🤖 AI Summary
This work addresses key challenges in open-world object detection—such as difficulties in capturing fine-grained variations, recognizing rare categories, and handling insufficient visual evidence in complex scenes—stemming from reliance on coarse-grained textual semantics and parametric knowledge. To overcome these limitations, the authors propose VL-SAM-v3, a unified framework that introduces, for the first time, a non-parametric visual memory-guided mechanism. This mechanism retrieves an external visual memory bank to generate dual visual priors: sparse instance-level spatial anchors and dense category-aware local context. Integrated with a memory-guided prompt refinement strategy, the framework supports both open-vocabulary recognition and open-ended reasoning. Experiments demonstrate significant performance gains under zero-shot LVIS settings, particularly for rare categories, and show effective adaptability to stronger detectors such as SAM3, confirming the approach’s generality and efficacy.
📝 Abstract
Open-world object detection aims to localize and recognize objects beyond a fixed closed-set label space.
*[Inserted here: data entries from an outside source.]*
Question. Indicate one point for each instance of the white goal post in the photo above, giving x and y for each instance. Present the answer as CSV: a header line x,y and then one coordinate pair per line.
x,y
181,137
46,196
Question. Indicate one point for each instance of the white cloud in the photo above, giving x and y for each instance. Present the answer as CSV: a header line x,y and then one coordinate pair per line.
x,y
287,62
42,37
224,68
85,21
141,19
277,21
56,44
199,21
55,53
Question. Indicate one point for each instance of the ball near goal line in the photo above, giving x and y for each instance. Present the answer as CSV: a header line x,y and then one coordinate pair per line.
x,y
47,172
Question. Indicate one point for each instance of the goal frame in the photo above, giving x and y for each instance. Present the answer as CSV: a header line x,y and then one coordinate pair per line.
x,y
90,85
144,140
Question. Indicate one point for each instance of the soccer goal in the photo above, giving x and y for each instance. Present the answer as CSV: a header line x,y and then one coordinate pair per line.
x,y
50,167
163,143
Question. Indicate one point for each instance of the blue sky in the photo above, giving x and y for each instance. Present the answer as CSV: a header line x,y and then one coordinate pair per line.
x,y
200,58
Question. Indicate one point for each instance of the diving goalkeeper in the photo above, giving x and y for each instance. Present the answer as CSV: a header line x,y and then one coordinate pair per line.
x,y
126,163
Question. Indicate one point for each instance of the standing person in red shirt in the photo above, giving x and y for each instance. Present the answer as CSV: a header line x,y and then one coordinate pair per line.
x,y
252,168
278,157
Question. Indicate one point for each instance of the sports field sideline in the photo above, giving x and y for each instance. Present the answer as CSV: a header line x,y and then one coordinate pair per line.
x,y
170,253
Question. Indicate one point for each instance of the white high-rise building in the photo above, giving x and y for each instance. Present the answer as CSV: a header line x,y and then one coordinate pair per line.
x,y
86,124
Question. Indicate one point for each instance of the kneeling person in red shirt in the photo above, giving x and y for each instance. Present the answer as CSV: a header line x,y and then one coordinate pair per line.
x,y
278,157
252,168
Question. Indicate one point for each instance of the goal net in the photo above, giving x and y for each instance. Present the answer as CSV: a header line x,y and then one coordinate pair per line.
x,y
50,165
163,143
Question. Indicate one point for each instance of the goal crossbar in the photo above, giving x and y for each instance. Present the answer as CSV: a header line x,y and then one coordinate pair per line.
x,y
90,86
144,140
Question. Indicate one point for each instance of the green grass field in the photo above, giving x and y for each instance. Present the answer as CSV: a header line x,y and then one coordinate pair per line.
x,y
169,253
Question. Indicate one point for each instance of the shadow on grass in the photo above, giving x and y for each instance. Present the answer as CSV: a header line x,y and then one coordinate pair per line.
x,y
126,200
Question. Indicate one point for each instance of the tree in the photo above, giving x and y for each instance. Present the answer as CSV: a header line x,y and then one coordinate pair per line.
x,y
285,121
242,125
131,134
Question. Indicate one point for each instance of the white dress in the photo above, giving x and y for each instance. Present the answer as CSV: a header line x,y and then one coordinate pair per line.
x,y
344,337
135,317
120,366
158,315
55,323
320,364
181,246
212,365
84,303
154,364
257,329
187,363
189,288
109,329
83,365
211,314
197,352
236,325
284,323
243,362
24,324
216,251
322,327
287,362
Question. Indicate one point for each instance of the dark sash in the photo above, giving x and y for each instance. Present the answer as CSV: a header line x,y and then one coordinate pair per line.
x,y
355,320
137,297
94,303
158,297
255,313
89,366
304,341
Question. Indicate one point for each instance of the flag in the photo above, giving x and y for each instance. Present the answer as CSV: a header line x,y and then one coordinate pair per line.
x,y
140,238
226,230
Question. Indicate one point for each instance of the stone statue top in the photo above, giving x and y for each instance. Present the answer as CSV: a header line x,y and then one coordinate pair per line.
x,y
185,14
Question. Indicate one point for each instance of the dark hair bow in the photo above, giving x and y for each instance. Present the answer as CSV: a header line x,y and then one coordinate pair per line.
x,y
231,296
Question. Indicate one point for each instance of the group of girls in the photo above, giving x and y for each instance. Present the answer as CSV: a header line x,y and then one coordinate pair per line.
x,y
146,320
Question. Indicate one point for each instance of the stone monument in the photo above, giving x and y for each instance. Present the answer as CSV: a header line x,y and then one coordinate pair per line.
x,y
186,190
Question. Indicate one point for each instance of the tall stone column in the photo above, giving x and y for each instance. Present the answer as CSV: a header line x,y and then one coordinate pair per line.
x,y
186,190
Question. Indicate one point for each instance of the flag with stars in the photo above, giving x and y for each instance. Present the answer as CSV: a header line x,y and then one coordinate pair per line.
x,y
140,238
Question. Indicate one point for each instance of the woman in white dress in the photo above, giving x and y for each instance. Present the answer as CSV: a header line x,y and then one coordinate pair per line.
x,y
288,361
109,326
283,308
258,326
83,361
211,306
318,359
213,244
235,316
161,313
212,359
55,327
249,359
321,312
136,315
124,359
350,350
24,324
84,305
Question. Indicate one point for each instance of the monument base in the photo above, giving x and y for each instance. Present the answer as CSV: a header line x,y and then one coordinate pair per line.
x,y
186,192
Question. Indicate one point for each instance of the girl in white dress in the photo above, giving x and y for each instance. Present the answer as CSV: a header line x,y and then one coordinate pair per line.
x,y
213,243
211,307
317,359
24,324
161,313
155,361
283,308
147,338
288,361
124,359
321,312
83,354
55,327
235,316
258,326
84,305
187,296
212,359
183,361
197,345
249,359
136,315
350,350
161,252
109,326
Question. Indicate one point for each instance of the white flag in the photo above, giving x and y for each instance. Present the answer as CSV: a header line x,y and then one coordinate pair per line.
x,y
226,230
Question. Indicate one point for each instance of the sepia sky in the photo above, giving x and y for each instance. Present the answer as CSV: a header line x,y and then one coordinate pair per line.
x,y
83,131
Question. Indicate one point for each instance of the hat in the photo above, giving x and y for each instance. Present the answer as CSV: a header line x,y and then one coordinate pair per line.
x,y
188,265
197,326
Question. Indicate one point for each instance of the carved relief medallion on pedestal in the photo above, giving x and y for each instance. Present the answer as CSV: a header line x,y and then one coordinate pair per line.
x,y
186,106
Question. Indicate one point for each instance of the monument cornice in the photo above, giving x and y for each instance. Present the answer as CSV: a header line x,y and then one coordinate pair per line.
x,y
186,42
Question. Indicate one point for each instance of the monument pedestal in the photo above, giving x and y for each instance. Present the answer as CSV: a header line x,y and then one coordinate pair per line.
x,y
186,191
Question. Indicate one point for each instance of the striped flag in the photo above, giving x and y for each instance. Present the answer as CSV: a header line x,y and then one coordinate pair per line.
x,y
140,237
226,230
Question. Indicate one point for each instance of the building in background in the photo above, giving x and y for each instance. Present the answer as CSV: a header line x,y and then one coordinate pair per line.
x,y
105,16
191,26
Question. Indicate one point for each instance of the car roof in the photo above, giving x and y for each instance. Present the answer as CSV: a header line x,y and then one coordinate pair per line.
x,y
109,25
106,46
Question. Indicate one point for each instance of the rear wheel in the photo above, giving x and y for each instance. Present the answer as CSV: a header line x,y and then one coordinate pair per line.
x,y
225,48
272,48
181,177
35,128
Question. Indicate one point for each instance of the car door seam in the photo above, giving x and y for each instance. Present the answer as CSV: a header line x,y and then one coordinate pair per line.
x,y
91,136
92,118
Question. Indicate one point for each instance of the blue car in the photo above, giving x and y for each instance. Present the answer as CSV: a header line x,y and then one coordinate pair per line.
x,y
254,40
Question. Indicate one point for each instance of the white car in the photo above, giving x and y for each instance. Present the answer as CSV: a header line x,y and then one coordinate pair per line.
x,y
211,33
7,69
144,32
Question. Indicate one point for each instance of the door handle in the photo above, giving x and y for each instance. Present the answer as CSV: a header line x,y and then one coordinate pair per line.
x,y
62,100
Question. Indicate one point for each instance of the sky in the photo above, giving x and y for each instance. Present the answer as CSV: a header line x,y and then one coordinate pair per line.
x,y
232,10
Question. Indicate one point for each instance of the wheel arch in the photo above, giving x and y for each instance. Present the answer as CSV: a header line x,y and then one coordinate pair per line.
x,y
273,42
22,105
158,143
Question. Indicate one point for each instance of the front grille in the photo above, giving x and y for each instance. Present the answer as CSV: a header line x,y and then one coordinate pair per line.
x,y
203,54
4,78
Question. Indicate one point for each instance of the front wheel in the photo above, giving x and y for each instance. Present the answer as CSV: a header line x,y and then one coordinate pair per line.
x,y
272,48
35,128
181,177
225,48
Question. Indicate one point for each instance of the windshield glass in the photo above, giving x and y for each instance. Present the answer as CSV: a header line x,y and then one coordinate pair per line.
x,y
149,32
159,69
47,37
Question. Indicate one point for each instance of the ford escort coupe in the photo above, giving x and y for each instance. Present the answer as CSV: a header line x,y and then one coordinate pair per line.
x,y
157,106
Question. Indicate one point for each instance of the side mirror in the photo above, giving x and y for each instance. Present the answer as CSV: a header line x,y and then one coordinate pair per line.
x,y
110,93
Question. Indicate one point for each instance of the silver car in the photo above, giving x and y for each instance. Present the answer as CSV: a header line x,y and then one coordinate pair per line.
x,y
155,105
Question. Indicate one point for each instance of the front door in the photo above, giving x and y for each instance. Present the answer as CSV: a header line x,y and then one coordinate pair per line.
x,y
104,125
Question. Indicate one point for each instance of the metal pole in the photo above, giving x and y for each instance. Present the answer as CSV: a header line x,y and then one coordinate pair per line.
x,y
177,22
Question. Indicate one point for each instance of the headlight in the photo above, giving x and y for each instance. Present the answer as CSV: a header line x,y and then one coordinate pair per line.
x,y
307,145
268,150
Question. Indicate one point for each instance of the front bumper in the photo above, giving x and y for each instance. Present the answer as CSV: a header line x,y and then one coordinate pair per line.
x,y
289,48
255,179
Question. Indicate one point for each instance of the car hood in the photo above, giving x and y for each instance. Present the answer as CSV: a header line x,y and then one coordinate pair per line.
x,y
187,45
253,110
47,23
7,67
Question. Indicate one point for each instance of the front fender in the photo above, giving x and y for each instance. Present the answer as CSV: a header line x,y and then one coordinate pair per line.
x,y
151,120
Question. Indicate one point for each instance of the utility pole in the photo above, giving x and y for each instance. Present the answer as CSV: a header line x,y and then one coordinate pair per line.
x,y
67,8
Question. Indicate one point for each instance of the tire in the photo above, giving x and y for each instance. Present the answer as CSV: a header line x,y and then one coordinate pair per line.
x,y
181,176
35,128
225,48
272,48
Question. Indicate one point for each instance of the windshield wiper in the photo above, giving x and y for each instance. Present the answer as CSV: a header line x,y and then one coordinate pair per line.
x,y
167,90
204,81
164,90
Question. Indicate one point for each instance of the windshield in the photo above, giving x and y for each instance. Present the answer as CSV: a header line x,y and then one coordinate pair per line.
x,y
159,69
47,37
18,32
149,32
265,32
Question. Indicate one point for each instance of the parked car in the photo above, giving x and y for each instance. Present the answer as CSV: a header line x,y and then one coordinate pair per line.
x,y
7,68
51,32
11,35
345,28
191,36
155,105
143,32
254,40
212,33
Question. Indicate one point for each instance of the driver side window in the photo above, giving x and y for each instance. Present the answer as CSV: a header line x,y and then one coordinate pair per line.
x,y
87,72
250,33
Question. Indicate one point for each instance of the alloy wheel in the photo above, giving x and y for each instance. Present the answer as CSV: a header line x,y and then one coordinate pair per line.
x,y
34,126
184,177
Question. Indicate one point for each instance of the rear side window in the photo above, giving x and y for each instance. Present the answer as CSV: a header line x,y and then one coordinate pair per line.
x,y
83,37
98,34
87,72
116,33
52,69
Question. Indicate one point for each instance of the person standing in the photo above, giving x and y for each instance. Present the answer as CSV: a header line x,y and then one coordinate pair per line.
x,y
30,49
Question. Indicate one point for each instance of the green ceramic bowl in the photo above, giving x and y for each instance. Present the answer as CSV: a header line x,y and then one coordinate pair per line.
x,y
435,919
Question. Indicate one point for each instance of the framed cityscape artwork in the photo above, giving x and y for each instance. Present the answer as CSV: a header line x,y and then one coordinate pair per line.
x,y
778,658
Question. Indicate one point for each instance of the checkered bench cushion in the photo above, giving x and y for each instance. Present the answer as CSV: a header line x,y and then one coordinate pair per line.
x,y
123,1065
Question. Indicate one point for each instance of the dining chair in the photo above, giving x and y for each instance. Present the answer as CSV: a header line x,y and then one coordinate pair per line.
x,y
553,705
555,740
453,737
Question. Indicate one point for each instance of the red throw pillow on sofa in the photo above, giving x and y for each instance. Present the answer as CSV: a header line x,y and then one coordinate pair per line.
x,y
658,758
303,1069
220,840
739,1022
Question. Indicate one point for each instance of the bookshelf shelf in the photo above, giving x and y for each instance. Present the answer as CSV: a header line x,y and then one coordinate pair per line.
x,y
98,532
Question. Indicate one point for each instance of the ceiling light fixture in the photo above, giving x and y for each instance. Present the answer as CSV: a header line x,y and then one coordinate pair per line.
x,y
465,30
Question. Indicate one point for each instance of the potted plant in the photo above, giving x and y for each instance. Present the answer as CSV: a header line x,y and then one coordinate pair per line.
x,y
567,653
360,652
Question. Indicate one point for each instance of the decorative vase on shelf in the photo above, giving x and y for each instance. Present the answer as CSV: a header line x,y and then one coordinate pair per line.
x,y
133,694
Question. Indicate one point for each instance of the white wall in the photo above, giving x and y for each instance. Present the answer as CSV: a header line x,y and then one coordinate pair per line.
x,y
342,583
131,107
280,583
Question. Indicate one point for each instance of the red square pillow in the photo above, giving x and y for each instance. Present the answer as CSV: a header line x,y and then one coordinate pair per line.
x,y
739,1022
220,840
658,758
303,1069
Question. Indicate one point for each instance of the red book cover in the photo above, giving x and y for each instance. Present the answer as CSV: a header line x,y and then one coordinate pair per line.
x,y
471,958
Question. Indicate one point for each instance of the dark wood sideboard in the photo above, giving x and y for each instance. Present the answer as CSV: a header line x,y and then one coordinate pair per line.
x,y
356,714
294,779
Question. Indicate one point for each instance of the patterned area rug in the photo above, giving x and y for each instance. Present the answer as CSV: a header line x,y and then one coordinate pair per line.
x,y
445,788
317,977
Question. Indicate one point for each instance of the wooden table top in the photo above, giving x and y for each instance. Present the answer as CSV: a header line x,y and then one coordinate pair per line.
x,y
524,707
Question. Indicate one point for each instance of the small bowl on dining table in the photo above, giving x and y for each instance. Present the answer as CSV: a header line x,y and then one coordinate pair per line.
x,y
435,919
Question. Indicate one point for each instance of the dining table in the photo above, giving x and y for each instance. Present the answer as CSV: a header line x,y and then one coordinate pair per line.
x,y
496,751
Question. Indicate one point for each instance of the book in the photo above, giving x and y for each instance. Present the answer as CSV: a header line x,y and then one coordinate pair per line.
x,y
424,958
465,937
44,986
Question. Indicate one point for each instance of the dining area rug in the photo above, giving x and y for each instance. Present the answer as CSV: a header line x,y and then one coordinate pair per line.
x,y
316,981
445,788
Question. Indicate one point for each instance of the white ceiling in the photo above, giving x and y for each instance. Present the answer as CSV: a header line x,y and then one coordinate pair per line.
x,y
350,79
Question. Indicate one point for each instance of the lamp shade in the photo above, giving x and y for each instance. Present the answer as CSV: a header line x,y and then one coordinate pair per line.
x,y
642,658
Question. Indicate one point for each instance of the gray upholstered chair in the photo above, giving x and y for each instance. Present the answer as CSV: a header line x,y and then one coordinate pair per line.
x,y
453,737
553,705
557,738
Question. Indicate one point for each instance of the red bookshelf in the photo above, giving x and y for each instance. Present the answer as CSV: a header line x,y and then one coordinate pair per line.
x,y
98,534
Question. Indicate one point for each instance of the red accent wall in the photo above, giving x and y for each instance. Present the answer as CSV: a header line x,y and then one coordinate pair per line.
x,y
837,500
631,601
It is commonly divided into two categories, i.e., open-vocabulary detection, which assumes a predefined category list at test time, and open-ended detection, which requires generating candidate categories during the inference. Existing methods rely primarily on coarse textual semantics and parametric knowledge, which often provide insufficient visual evidence for fine-grained appearance variation, rare categories, and cluttered scenes. In this paper, we propose VL-SAM-v3, a unified framework that augments open-world detection with retrieval-grounded external visual memory. Specifically, once candidate categories are available, VL-SAM-v3 retrieves relevant visual prototypes from a non-parametric memory bank and transforms them into two complementary visual priors, i.e., sparse priors for instance-level spatial anchoring and dense priors for class-aware local context. These priors are integrated with the original detection prompts via Memory-Guided Prompt Refinement, enabling a shared retrieval-and-refinement mechanism that supports open-vocabulary and open-ended inference.Extensive zero-shot experiments on LVIS show that VL-SAM-v3 consistently improves detection performance under both open-vocabulary and open-ended inference, with particularly strong gains on rare categories.Moreover, experiments with a stronger open-vocabulary detector (i.e., SAM3) validate the generality of the proposed retrieval-and-refinement mechanism.